Roberto, não sou fumante inveterado, mas, ali e acolá, gosto de degustar cigarrilhas e um bom puro da ilha, metido que sou, para parecer com Brecht ou Cascudo. (rs).
Ao ler seu artigo me deu vontade de "rebolar" as últimas cigarrilhas de uma caixa no "mato", como se diz no interior do Nordeste.
Amigo velho, se não for incômodo, me mande a canção do Pedrinho Mendes na voz do Renato Braz. Terei prazer em ouvir.
Cuide-se e nada de cigarros. (rs).
Aquele abraço, mermão.
Salve, Roberto.
Descobri seu blog no blog cosmunicando e gostei muito de sua escrita. S ua crônica segue um contexto cotidiano, pertinente e atual com uma dose de saudosismo. Parabéns Gostaria de convidá-lo a visitar meu blog http://emaranhadorufiniano.blogspot.com e http://po-de-poesia.blogspot.com
Seus comentários seriam muito bem vindos. Abrçs!!!
Estou te seguindo.
o circulo se alarga e a corrente espicha.
jorge, essa corrente ja atravessou o atlântico.
eles que fiquem atentos a nós.
daqui a pouco daremos uma volta ao mundo...rs
paulo poeta,
vou te mandar a cantiga. mando amanhã, do jornal.
ja fumei charuto. era viaciadim...rs
aliás, sou muito propenso a vícios...
e seu conselho chegou tarde. prometo me lembrar de suas palavras amanhã.
tentarei não te desapontar.
abração, poeta!
marcio,
passarei no seu blog, sim. e terei o maior prazer de deixar lá dois dedinhos de prosa.
bem vindo a este minufundio de quimeras.
abração do
roberto.
Show!
Suas crônicas são imbatíveis!
"Só mia quando eu respiro" é mais do que espetacular. Fazer humor com um tema assim, não é fácil!
Adorei!
Um abraço
zélia,
seus elogios, estes sim, são incomparáveis.

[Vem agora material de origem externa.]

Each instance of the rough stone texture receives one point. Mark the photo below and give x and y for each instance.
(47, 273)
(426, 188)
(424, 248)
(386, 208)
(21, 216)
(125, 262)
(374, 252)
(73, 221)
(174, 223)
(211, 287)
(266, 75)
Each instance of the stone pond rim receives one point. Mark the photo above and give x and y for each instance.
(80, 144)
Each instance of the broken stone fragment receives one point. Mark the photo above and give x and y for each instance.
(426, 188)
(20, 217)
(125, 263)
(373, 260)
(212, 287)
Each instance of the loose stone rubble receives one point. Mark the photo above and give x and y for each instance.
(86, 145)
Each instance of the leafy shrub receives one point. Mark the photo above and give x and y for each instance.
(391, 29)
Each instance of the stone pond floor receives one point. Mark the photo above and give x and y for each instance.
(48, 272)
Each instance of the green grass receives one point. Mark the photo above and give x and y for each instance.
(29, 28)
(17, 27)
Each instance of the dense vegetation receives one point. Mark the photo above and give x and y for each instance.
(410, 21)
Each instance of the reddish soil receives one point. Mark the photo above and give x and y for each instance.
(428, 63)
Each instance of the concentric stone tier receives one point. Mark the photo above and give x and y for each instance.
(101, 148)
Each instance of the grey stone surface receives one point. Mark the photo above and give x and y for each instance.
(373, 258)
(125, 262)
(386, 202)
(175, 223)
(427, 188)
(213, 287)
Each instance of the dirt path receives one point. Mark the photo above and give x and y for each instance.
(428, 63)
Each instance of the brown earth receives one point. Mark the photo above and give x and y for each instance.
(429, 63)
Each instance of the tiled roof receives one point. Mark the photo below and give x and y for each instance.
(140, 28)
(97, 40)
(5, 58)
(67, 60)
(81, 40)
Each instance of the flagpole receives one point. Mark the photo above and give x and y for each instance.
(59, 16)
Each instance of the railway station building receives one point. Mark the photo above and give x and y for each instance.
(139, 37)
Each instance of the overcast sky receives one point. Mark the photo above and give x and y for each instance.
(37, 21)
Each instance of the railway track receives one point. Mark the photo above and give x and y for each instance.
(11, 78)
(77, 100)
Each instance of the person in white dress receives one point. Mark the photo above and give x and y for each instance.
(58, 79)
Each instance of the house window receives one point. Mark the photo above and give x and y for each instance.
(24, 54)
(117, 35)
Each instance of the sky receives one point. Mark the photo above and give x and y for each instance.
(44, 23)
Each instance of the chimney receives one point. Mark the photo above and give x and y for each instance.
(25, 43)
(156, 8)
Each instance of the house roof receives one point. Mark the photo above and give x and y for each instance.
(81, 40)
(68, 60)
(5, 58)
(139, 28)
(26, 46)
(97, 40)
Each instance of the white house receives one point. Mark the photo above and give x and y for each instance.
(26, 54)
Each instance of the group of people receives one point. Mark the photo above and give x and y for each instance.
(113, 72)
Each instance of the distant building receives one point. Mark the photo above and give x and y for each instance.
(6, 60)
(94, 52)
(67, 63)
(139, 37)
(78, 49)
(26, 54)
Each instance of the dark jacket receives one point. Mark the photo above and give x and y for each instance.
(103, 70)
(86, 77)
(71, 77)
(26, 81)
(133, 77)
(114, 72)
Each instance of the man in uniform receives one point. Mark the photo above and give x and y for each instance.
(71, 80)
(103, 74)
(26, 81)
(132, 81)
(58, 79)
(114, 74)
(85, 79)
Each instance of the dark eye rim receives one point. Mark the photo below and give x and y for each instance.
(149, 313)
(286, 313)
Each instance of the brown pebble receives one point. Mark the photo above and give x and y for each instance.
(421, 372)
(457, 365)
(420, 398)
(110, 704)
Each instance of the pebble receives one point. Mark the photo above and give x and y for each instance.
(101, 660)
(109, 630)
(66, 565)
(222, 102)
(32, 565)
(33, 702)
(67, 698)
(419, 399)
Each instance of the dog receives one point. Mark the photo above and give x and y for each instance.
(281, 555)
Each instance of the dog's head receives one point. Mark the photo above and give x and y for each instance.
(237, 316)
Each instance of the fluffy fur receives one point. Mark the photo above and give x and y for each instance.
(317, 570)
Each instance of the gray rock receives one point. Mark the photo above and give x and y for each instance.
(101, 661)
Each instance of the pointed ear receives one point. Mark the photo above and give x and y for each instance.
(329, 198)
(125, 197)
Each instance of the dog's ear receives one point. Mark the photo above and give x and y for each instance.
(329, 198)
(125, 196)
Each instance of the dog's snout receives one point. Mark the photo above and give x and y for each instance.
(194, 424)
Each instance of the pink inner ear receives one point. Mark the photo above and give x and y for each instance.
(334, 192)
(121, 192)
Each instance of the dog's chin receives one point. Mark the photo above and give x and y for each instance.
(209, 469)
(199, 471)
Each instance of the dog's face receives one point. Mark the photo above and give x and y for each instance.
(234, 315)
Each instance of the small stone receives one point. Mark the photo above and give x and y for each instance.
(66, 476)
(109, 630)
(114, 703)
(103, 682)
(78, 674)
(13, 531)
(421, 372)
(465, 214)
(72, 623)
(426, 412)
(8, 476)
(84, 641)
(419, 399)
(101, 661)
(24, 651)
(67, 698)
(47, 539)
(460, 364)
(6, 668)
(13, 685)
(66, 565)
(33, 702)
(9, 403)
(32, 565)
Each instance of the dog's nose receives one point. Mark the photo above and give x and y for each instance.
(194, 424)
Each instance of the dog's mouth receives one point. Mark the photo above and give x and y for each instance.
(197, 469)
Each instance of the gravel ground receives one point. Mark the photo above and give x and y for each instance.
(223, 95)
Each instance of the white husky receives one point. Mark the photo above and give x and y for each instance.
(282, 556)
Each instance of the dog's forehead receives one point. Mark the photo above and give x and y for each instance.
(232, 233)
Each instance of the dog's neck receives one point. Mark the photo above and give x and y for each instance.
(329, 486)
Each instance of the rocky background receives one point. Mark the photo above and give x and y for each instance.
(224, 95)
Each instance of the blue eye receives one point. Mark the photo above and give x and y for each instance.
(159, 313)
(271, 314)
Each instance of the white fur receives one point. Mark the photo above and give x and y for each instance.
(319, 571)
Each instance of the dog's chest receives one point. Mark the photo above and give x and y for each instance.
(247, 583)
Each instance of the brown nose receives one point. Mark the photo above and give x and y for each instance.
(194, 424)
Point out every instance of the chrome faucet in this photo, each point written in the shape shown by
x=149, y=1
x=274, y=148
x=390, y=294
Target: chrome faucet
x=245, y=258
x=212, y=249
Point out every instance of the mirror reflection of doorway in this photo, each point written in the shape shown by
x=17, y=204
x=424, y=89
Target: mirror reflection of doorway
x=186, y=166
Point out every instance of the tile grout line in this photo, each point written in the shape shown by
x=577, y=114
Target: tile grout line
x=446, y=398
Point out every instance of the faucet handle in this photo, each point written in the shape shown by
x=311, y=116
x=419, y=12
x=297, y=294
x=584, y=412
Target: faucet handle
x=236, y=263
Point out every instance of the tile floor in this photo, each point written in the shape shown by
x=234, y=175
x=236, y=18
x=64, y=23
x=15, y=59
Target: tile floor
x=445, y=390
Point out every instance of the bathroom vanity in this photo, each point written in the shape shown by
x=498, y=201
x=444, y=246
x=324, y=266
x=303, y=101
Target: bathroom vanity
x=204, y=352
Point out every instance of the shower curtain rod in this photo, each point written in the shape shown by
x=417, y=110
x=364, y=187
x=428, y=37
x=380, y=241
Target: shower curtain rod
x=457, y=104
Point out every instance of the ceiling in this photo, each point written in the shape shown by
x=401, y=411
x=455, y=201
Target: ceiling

fico com vontade de escrever um tantão de crônicas, só pra ganhar afagos seus.
beijão procê.
do
r.
Ô Roberto, bom mesmo é ler as suas crônicas e aprender com os seus comentários. Essa do Mann foi impagável. Sensacional!
Abração.
marcantônio,
o blog é meia-boca (na melhor das hipóteses, 3/4 de boca...rs), mas a interação é de primeira.
eu tava comentando esse lance da "montanha magica" com o kledir, no outro dia. ele tava contando algo da montanha magica, sacaneando exatamente a grossura do vulume (ou seria o voluma da grossura? rs)...
nem ele entendeu minha frustração. e ela é real.
acho que vou aprender a tocar saxofone antes mesmo de ler a montanha magica...rs
viver faz mal a saúde: no final todo mundo morre.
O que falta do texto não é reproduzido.